Second messenger studies: cAMP production in cells expressing the hA3R

CHO cells expressing the hA3R were grown overnight as a monolayer in 24-well tissue culture plates (400 μl/well; 2 × 105 cells/well) in a 1:1 mixture of Dulbecco’s modified Eagle’s medium (DMEM) and Ham’s F12 medium containing 10% newborn calf serum, streptomycin (50 μg/ml), penicillin (50 IU/ml), and G418 (0.2 mg/ml) at 37°C and 5% CO2. To determine the potencies of IPA, adenosine, and zeatin riboside, cAMP generation was performed in DMEM/N-(2-hydroxyethyl)piperazine-N′-2-ethanesulfonic acid (HEPES) buffer (0.60 g HEPES/50 ml DMEM, pH 7.4). Each well was washed twice with HEPES/DMEM buffer (250 μl), after which the PDE inhibitors rolipram (50 μM) and cilostamide (50 μM) were added to each well. This mixture was incubated for 30 min at 37°C followed by the introduction of either the compound of interest (10 μM), reference compound Cl-IB-MECA (10 μM), or DMEM/HEPES. After a further 10 min of incubation, forskolin was added (10 μM). After a subsequent 15 min, incubation was stopped by aspirating the assay medium and by adding 200 μl of ice-cold 0.1 M HCl. The amount of cAMP was determined by competition with [3H]-cAMP for protein kinase A (PKA). Briefly, the sample, approximately 1.8 nM [3H]-cAMP, and 100 μl of PKA solution were incubated on ice for at least 2.5 h. The incubations were stopped by rapid dilution with 2 ml of ice-cold Tris/ HCl buffer (50 mM, pH 7.4), and bound radioactive material was then recovered by filtration through Whatman GF/C filters. Filters were additionally rinsed with 2 × 2 ml of Tris/HCl buffer, Packard Emulsifier Safe (3.5 ml) was added and, after 2 h, radioactivity was counted in a PerkinElmer Tri-Carb 2900 β-scintillation counter.

In the assays evaluating the effects of ADA and VUF5574, intracellular cAMP levels were measured using a LANCE cAMP 384 kit (PerkinElmer, the Netherlands) as described previously [16]. To each well, 5 μl of the agonist Cl-IB-MECA, adenosine, or IPA (10 μM final concentration) in stimulation buffer (PBS with 5 mM HEPES, pH 7.4 supplemented with 0.1% BSA, rolipram (50 μM), and cilostamide (50 μM)) was added in the absence (control) or presence of ADA (0.8 IU/mL) or VUF5574 (1 μM). Then, 4.5 μl hA3-CHO cell suspension in stimulation buffer was seeded into a 384-well plate (approximately 5,000 cells/well), which was followed by incubation for 15 min at room temperature. Subsequently, 2.5 μl forskolin (1 μM) was added and the mixture was incubated for 30 min at room temperature. Then, detection mix (6 μl) and cAMP antibody solution (6 μl) were added and incubated for 3 h. Intracellular cAMP levels were measured using a TR-FRET assay on a Victor spectrometer (PerkinElmer, the Netherlands) according to instructions of the supplier. All data reflect the average of at least three independent experiments performed in duplicate.

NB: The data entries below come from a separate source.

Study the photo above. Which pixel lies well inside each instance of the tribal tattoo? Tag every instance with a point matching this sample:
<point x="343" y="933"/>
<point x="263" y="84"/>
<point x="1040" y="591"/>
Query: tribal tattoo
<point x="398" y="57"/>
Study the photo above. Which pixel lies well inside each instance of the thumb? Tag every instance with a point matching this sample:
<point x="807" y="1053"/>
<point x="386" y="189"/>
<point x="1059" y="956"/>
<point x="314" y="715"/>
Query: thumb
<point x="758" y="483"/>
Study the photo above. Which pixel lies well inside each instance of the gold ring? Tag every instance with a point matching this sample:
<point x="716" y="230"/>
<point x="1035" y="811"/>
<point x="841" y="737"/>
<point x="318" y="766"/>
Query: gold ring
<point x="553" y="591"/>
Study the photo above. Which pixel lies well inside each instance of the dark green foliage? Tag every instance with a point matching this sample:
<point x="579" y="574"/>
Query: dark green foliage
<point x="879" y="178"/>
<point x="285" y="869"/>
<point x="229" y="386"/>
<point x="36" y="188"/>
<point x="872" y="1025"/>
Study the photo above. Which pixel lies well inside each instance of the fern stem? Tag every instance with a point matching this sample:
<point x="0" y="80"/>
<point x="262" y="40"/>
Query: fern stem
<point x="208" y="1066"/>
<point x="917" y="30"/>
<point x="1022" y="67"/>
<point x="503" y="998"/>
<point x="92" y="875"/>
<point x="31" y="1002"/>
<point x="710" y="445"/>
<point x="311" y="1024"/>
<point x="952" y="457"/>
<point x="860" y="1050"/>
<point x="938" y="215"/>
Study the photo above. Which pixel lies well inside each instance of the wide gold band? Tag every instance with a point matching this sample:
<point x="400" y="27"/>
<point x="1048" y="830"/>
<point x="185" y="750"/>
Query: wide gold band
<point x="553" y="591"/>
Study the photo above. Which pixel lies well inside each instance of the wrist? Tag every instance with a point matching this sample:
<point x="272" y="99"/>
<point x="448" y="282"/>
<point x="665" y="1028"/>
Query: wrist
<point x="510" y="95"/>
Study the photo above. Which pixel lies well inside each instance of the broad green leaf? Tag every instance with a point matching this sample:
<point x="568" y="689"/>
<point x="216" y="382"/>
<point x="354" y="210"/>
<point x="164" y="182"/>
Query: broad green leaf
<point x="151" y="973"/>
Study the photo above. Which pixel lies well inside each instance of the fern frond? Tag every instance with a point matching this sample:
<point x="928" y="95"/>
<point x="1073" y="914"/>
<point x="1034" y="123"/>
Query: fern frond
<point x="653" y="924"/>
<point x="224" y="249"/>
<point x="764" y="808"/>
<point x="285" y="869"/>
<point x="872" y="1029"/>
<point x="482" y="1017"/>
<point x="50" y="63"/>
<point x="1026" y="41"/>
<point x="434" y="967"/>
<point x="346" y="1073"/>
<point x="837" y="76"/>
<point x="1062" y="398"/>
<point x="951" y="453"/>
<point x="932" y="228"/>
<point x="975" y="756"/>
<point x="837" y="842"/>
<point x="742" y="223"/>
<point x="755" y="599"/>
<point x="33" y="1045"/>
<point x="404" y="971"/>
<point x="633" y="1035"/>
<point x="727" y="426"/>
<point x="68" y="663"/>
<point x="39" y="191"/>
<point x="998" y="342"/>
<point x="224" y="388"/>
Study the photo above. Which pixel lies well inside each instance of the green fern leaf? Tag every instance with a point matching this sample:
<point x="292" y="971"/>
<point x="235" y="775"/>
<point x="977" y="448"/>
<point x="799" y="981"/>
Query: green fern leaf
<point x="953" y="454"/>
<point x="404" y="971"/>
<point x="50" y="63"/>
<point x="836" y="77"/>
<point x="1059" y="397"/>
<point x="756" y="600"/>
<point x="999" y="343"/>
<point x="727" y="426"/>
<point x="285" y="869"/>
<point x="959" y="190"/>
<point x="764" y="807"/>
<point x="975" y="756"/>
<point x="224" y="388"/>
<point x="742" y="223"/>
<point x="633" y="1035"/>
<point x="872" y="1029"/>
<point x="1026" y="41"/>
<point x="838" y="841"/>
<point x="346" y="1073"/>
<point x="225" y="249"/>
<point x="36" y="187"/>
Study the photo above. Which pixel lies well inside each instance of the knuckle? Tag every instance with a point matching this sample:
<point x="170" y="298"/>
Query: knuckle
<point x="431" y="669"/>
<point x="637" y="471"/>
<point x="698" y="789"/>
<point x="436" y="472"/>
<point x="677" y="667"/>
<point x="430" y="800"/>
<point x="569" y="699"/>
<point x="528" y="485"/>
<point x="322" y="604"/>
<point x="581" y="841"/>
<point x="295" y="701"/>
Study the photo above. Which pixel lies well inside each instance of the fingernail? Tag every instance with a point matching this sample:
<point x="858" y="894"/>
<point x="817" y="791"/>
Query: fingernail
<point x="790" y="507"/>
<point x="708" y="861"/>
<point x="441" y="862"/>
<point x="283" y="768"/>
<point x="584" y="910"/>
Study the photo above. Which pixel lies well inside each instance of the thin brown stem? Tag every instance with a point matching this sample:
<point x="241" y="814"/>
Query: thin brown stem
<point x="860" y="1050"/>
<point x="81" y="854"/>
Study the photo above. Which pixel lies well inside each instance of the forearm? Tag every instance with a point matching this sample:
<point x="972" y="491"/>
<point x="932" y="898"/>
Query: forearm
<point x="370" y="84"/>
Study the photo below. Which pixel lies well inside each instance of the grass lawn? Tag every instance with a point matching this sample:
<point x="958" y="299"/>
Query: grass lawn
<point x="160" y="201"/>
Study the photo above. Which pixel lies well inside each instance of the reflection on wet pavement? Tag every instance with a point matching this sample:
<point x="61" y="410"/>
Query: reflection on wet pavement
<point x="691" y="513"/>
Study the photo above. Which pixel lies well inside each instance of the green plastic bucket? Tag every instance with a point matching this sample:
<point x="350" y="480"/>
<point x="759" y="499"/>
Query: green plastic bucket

Proliferation assays on tumor cell lines

Effect of IPA on the proliferation of tumor cell lines

Cell proliferation was studied in both N1S1, a rat hepatocellular carcinoma cell line, and LNCaP, a human prostate carcinoma cell line. The cells were grown in RPMI 1640 with penicillin (100 U/ml), streptomycin (100 μg/ml), l-glutamine (2 mM), and 10% fetal bovine serum (FBS). The cells were maintained in T-75 flasks at 37°C in a 5% CO2 incubator and transferred to freshly prepared medium twice weekly. For the in vitro studies with the LNCaP cell line, serum-starved cells were used. In these experiments, FBS was omitted from the culture medium for 18 h and the experiment was carried out on monolayers of cells in RPMI medium supplemented with 1% FBS. For the N1S1 cells, no serum starvation was used and the assay was carried out in the growth medium of the cells.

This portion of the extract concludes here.